Some English words appear to be similar but they have different meanings. Here is a collection of such words.
Facility / faculty
‘Facility’ is a natural ability to do something easily and well.
Brenda has an amazing facility for languages.
‘Faculty’ means a natural ability to see, hear, or think clearly.
Rosy has a great faculty for absorbing information.
Factual / fictitious
‘Factual’ means based on facts or relating to facts
Try to keep your account of events as factual as possible.
‘Fictitious’ means not true, or not real.
The stranger gave me a fictitious address.
Faint / feint
‘Faint’ means difficult to see, hear or smell something.
I heard a very faint noise.
‘Feint’ means to pretend to hit someone in boxing.
Fallacy / misconception
A fallacy is a false idea or belief, especially one that a lot of people believe is true.
A misconception is an idea which is wrong or untrue, but which people believe because they do not understand the subject properly.
There is a popular misconception that too much exercise is bad for you.
Farther / further
‘Farther’ is used exclusively to express distance either literally or figuratively.
Rex guessed that Kandy was farther from Colombo than Kegalle.
‘Further’ means in addition.
A lot of students leave for Australia for further education.
Fatal / fated
‘Fatal’ means causing or resulting in death
A well-known film star met with a fatal accident recently.
‘Fated’ means doomed.
Norma was fated to spend her last years in a home for the aged.
Ferment / foment
‘Ferment’ is a situation of great excitement or trouble in a country, especially caused by political change.
In the 1960s, American society was in ferment.
‘Foment’ means to cause trouble and make people start fighting each other or opposing the Government.
The Janatha Vimukthi Peramuna was accused of fomenting a rebellion.
Fervent / fervid
‘Fervent’ means believing or feeling something very strongly and sincerely.
Max was a fervent supporter of human rights.
‘Fervid’ means believing or feeling something too strongly.
However, it suggests a heightened, more passionate fervour.
Few / little
‘Few’ indicates a small number of people or things.
I am going to buy a few things at the supermarket.
‘Little’ means not much.
There is now little hope of success for those who went on strike asking for higher salaries.
Fiance / fiancée
‘Fiance’ is the man who a woman is going to marry.
‘Fiancee’ is the woman who a man is going to marry.
Fictional / fictitious
Something fictional relates to a fiction.
Something fictitious is untrue or not genuine.
Fictional characters are mostly found in novels.
Fill in / fill out
When you fill in something, you insert.
Brian filled in the application form and handed it over to the receptionist.
When you fill out something, you add or complete it.
John filled out his speech with spicy anecdotes.
Finish / finalise
‘Finish’ means to complete something but ‘finalise’ is to settle something or to reach an agreement.
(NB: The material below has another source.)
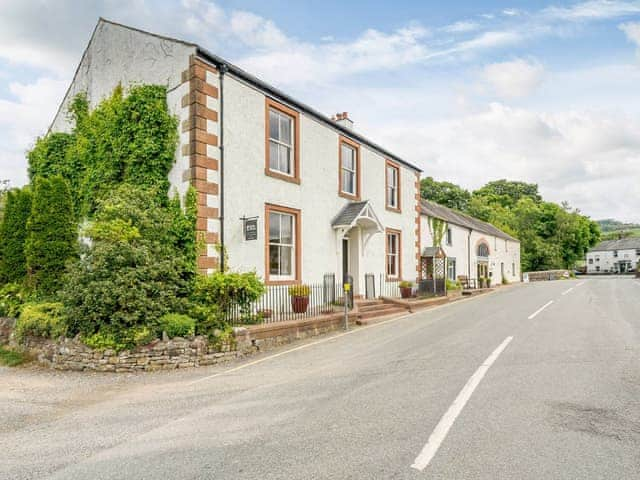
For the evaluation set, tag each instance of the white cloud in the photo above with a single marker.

The minister finalised the amendment but the agreement was far from finished.
Fish / fishes
Both words are used as the plural form of ‘fish.’ However, ‘fishes’ nowadays appears infrequently.
Flagrant / blatant
‘Flagrant’ means shocking and outrageous, but ‘blatant’ means glaringly obvious.
There are flagrant violations of human rights in certain countries. There was blatant discrimination against black people in South Africa.